If you fail to plan, you plan to fail…
I’m training in earnest now for my Mont Blanc trip and recently headed out on a 7.2 mile hike in Harriman State Park with a printed, downloaded description of a nice loop that would have my friend and I back to my car in 4.5 hours. Stocked with fruit, raw granola, water, and our written, downloaded-from-the-internet directions but no map, we set out on a gorgeous spring day on a moderate to strenuous hike. Despite all expert recommendations to always carry a map, we decided instead to just go with the written instructions, thinking they seemed clear enough. I convinced myself that a map wouldn’t really be necessary next to these meticulous notes…. Ha! Famous last thoughts….
Beautiful though it was, we took one wrong turn at the half-way point and lost our trail. Rather than the black on white blaze we were following, we were suddenly on an orange trail with no idea where that trail would lead. As we walked I thought about how if I had just planned a little more in advance, by getting a map and reading the description of the hike against the map, this wouldn’t be happening. I also thought that if I want to keep myself from being a casualty on Mont Blanc, I better start taking this seriously and begin planning ahead.
Planning ahead is one of those simple tools that takes just minutes to do and can make all the difference between success and failure. Your to-do list is an example of planning ahead and if you think how your day might go without having an idea of what needs to get done first, then you know the importance of this simple practice.
Yet, so many of us don’t do this. Particularly when it comes to food.

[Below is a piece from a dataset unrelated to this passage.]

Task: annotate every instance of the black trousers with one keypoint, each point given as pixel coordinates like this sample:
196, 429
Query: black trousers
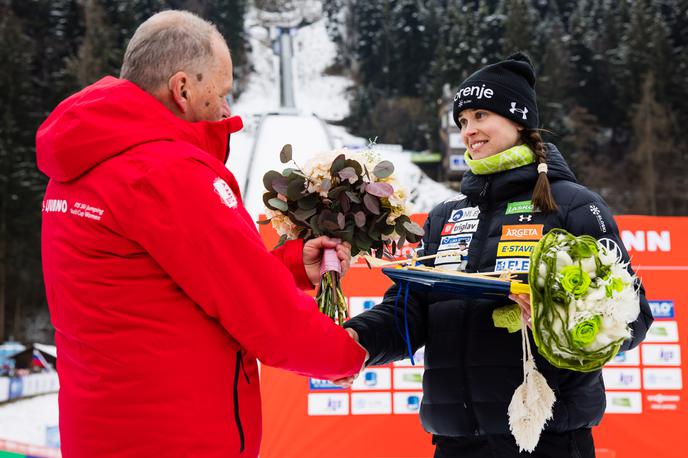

Having a plan can make the difference between wanting and intending. You might want to eat healthfully in order to lose weight, but unless you intend it (a minor but powerful mental shift), you will likely live with frustration as your appetite and habits get in the way of your goals.
Waiting until you are hungry to then decide what to eat, makes it much more challenging to make the healthiest choice. Once your blood sugar drops, your mind can feel unclear, and your body is more likely to seek out the quickest relief in the form of a more refined and carby option. This is particularly true at lunch, when most people need to find food and eat within the constraints of time. But if you spend a few seconds at the beginning of the day or even the night before, deciding what you will eat, you are far more apt to stick with that plan when the time comes and in this way, stay true to your health goals.
Planning ahead begins to create neural pathways to your intended goal. As you map out your course, your brain begins to recognize the intention behind your desire and organize itself in a way that helps you get there. Mapping out your plan is like laying out the yellow brick road that you then only need to walk on to begin manifesting your desires. It is a powerful practice for a successful life and can applied to all endeavors from overall happiness to your career, love-life and yes, even your diet and health goals.
It can also be applied to training hikes in the woods. Had I had a map that day to help me chart my course I would not have gotten lost. I thought I could pull it off with the instructions I had even though carrying a map on a hike is Hiking 101. I thought I could figure it out, the same way my clients resist the idea of planning ahead, because they feel that it should be easy enough to make the right choice even in a pinch. But sometimes you need to map your course in order to insure you are on the right track to find your way to your intended goal.
After hiking with massive uncertainty for about 90 minutes, we took a path that eventually got us back to my car. It was a relief to finally find our way. But it took so much more time to get there than it would have had we only spent a little time charting our course.